ANALISE DA APLICAÇÃO DA TEORIA DOLO SEM VONTADE (LUIS GRECO)_AO CASO KISS.

Autor; Paulo Marcos de Moraes

Prof Orientador; Marcelo Ruivo

RESUMO

O presente artigo discute a aplicabilidade da teoria do “dolo sem vontade”, desenvolvida por Luís Greco, ao emblemático caso da Boate Kiss, que resultou na morte de 242 pessoas. A teoria de Greco propõe uma concepção de dolo desvinculada da vontade empírica de causar o resultado, fundamentando-se, ao invés disso, na aceitação cognitiva dos riscos. Esse enfoque questiona a tradicional exigência de “anuência” com o resultado no dolo eventual, enfatizando que a simples aceitação do risco já poderia configurar dolo. No contexto do caso Boate Kiss, os sócios e responsáveis pela boate foram acusados e condenados de homicídio doloso eventual, sob a alegação de que assumiram o risco ao manterem o estabelecimento em condições de alta periculosidade. O artigo ainda inclui a análise de Marcelo Ruivo e Alexandre Wunderlich sobre a distinção entre dolo eventual e culpa consciente, ressaltando a importância de critérios empíricos rigorosos para a imputação de dolo. Sob uma ótica garantista, o estudo discute se a teoria de Greco e a abordagem de Ruivo e Wunderlich poderiam oferecer uma resposta penal mais técnica, proporcional e adequada ao caso, contribuindo para uma delimitação precisa da responsabilidade penal e evitando subjetividades que poderiam resultar em imputações desproporcionais.

PALAVRAS-CHAVE:

Dolo sem vontade; Boate Kiss; Teoria do dolo; Dolo eventual; Culpa consciente; Garantismo penal; Responsabilidade penal; Imputação penal; Anuência ao risco; Previsibilidade de risco; Luis Greco; Marcelo Ruivo; Alexandre Wunderlich; Direito penal; Análise crítica; Teoria cognitiva do dolo; Teoria funcionalista; Princípios da culpabilidade; Crimes complexos; Criminalidade econômica e ambiental.

INTRODUÇÃO

A tragédia da Boate Kiss, ocorrida em janeiro de 2013, em Santa Maria, Rio Grande do Sul, resultou na morte de 242 pessoas e em graves ferimentos em outras centenas. Desde então, a qualificação jurídica dos responsáveis pelo evento gerou intensos debates, principalmente em relação à aplicação do dolo eventual. A dificuldade de distinguir dolo eventual de culpa consciente, especialmente em um caso de tamanha magnitude, deu margem a discussões mais profundas sobre o conceito de dolo.
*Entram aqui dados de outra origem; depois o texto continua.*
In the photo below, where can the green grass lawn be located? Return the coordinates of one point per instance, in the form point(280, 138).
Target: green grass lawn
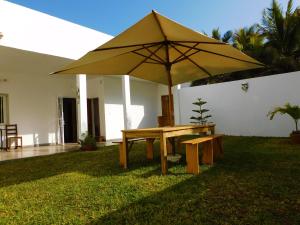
point(257, 182)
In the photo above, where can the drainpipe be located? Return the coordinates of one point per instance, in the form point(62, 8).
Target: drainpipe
point(126, 101)
point(82, 122)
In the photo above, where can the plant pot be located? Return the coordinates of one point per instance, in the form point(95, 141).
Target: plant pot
point(88, 148)
point(295, 137)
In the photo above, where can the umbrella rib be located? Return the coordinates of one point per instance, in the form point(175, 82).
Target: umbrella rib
point(180, 58)
point(160, 59)
point(159, 25)
point(185, 57)
point(143, 61)
point(218, 54)
point(140, 54)
point(157, 43)
point(192, 61)
point(127, 46)
point(201, 42)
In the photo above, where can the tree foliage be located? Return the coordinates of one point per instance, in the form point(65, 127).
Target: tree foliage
point(201, 117)
point(292, 111)
point(274, 42)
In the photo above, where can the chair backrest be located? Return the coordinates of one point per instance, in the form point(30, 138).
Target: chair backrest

Neste contexto, a teoria do “dolo sem vontade” de Luís Greco surge como uma alternativa inovadora para analisar os elementos subjetivos em crimes complexos como o da Boate Kiss. Segundo Greco, o dolo não requer necessariamente uma vontade empírica e explícita de causar o resultado, podendo ser configurado pela aceitação tácita dos riscos inerentes ao comportamento. Este artigo explora a aplicabilidade dessa teoria ao caso e suas implicações sob uma perspectiva garantista, aliada à visão crítica de Ruivo e Wunderlich sobre a distinção entre dolo eventual e culpa consciente no caso Kiss.

A TEORIA DO DOLO SEM VONTADE DE LUÍS GRECO

FUNDAMENTOS DA TEORIA

A teoria do dolo sem vontade, desenvolvida por Luís Greco, propõe uma mudança na tradicional concepção de dolo, que exige tanto a representação do resultado quanto a vontade de realizá-lo. Greco questiona a necessidade dessa vontade, defendendo uma [1]teoria cognitiva do dolo, na qual o conhecimento do risco é suficiente para configurar o dolo eventual, sem a exigência de uma “vontade” psicológica de causar o resultado.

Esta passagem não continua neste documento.